SAtRes
Research
Research
We understand automated reasoning as the algorithmic exploration of a formal rule set in order to deduce relevant properties.
The many use cases of automated reasoning include electronic hardware design, mathematical theorem proving, and verifying the security, correctness, and fairness of critical systems.
Our aim is to study and advance the algorithmic toolbox at the core of automated reasoning with a distinct focus on parallel and distributed algorithms. Notable examples for such tools include propositional satisfiability (SAT) solving, Satisfiability Modulo Theories (SMT), Bounded Model Checking (BMC), combinatorial optimization (e.g., MaxSAT), and automated planning and scheduling.
Projects
The proposal From Mavericks to Teamplayers: Fostering Solver Cooperation in Distributed SAT Solving was awarded with a 2024 Amazon Research Award, with Prof. Armin Biere (University of Freiburg) as Principal Investigator, Dominik Schreiber (SAtRes) as associated personnel and (de facto) Co-PI, and Prof. Peter Sanders (Algorithm Engineering, ITI, KIT) as cooperation partner.

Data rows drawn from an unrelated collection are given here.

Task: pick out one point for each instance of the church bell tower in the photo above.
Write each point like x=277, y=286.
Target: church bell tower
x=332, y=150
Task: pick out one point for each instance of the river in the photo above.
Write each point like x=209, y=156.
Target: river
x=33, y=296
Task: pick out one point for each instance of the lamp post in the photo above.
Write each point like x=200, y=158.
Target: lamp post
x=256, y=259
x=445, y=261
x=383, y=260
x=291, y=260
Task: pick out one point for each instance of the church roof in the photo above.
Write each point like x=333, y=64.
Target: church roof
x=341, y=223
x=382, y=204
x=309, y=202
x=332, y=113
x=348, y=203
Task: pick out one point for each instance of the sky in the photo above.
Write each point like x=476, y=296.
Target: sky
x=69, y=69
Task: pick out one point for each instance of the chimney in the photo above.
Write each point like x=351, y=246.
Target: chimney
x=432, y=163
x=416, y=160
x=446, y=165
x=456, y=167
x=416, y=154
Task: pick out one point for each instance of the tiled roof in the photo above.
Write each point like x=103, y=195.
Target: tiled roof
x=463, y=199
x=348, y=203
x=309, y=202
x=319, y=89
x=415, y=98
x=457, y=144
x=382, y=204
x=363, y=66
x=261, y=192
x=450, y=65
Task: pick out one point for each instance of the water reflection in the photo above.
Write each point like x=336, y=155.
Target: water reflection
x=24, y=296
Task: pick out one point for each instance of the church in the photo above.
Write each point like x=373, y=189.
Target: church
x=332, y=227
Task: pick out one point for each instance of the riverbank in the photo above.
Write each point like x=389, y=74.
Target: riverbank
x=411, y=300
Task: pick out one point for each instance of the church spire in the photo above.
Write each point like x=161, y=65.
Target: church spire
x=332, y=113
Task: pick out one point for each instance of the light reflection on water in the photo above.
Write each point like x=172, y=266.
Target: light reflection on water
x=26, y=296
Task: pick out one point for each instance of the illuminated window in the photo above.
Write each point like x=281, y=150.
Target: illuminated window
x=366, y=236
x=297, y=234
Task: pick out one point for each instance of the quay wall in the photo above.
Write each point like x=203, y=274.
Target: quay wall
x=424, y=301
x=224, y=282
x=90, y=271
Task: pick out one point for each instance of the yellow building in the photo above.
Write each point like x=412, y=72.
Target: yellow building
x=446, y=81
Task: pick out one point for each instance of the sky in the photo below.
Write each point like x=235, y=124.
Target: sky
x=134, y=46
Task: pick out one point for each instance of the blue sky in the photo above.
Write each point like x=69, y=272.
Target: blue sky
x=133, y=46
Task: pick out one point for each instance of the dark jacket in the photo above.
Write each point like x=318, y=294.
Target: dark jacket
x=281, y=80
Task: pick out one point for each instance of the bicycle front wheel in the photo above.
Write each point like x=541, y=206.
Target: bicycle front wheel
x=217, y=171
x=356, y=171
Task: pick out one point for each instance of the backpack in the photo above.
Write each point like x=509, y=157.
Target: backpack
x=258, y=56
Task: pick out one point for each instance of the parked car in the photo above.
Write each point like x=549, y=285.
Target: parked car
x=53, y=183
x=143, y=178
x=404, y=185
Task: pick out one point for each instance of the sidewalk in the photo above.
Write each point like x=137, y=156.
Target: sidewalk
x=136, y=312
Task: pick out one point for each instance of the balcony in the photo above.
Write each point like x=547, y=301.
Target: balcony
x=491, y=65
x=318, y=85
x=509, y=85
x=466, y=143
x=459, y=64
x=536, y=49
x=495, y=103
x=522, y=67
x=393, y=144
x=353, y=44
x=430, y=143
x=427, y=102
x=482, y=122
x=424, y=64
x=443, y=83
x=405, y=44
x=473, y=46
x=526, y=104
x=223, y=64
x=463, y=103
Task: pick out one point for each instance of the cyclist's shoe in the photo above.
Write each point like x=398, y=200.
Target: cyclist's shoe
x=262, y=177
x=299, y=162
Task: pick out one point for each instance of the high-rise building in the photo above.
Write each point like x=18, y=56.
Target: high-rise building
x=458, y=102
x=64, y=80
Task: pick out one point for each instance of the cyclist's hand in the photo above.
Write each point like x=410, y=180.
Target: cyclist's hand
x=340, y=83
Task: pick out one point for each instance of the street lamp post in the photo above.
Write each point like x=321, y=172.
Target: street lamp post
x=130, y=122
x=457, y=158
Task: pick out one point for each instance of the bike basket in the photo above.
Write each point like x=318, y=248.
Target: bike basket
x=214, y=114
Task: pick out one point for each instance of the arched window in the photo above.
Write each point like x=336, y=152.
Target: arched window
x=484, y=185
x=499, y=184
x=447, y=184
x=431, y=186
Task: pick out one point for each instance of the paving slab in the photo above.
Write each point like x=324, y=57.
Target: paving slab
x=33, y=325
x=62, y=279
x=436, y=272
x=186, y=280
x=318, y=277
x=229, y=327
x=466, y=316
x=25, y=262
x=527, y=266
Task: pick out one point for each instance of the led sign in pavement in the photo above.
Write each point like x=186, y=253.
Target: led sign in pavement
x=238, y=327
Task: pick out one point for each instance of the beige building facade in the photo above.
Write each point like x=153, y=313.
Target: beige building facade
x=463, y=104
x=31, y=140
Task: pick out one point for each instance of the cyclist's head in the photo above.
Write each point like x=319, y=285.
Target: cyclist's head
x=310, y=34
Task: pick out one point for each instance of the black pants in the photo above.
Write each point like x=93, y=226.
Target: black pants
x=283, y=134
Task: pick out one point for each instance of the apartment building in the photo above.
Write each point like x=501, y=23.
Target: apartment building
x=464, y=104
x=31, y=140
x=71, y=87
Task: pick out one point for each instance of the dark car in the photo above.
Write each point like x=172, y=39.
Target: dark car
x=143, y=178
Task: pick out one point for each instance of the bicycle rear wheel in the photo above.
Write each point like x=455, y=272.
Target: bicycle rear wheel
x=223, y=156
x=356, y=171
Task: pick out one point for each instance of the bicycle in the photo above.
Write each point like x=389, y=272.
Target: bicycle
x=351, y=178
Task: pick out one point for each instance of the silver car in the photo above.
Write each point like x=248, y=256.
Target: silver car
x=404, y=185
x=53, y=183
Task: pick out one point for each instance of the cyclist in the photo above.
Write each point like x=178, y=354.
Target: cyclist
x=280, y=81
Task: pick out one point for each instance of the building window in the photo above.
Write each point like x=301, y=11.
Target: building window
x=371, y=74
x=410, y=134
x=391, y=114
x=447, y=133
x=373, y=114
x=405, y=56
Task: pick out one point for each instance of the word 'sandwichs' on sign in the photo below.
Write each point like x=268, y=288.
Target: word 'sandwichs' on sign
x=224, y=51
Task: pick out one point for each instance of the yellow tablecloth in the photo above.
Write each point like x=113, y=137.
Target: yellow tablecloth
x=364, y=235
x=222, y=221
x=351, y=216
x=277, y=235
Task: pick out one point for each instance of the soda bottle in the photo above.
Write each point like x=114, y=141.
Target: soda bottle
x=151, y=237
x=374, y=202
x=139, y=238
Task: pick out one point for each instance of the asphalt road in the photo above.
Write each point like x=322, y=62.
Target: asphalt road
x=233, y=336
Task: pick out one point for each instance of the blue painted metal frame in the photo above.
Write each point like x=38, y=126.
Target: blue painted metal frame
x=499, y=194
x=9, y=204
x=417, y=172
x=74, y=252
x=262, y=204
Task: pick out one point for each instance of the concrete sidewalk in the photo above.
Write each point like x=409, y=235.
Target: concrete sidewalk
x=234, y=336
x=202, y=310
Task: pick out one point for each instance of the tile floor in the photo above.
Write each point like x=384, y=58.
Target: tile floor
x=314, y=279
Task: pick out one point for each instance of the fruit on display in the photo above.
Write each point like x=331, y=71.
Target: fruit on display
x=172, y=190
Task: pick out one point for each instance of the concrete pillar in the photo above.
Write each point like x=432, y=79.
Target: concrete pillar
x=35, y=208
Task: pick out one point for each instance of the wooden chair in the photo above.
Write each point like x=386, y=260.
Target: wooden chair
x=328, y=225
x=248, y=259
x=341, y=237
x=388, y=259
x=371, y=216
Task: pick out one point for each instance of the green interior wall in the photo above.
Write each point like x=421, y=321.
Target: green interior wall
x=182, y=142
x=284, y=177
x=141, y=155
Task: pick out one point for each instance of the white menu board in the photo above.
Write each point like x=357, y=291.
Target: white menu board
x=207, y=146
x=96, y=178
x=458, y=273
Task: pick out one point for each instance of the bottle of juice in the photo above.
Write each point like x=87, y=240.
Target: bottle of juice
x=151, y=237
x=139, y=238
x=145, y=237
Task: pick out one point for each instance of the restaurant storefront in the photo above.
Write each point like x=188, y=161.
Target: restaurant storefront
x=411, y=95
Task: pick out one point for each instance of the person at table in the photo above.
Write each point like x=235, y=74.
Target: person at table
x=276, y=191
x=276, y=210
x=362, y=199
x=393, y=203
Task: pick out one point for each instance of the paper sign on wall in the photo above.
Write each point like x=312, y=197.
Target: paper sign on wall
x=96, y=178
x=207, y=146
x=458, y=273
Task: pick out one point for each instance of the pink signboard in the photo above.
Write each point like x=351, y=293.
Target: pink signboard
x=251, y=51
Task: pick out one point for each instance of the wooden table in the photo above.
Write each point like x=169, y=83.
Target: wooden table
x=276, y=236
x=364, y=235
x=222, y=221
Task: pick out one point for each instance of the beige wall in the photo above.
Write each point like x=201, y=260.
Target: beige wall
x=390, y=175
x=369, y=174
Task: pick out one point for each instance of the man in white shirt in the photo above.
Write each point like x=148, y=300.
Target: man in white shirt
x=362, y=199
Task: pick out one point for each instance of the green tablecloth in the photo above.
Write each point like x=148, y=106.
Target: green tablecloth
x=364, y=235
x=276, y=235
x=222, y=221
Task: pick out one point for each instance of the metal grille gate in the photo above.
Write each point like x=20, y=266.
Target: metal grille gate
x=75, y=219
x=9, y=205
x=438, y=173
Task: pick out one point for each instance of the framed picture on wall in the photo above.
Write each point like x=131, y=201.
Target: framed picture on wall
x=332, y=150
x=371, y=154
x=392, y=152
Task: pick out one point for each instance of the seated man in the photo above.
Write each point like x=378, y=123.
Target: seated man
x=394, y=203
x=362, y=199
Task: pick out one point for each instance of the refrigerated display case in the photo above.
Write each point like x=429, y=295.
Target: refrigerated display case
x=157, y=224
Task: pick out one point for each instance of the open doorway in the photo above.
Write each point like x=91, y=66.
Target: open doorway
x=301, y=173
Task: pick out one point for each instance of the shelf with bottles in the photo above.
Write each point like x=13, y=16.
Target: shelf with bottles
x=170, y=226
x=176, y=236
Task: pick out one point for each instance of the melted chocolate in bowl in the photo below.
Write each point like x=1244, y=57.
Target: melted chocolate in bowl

KiKIT is a pilot programme in the Helmholtz Association to evaluate the potential and the need of an integration of basic and foundational research into Helmholtz’ mission of provisional research.
The platform Mallob (Malleable Load Balancer, or Massively Parallel Logic Backend) is a distributed platform for processing automated reasoning tasks in modern large-scale HPC and cloud environments.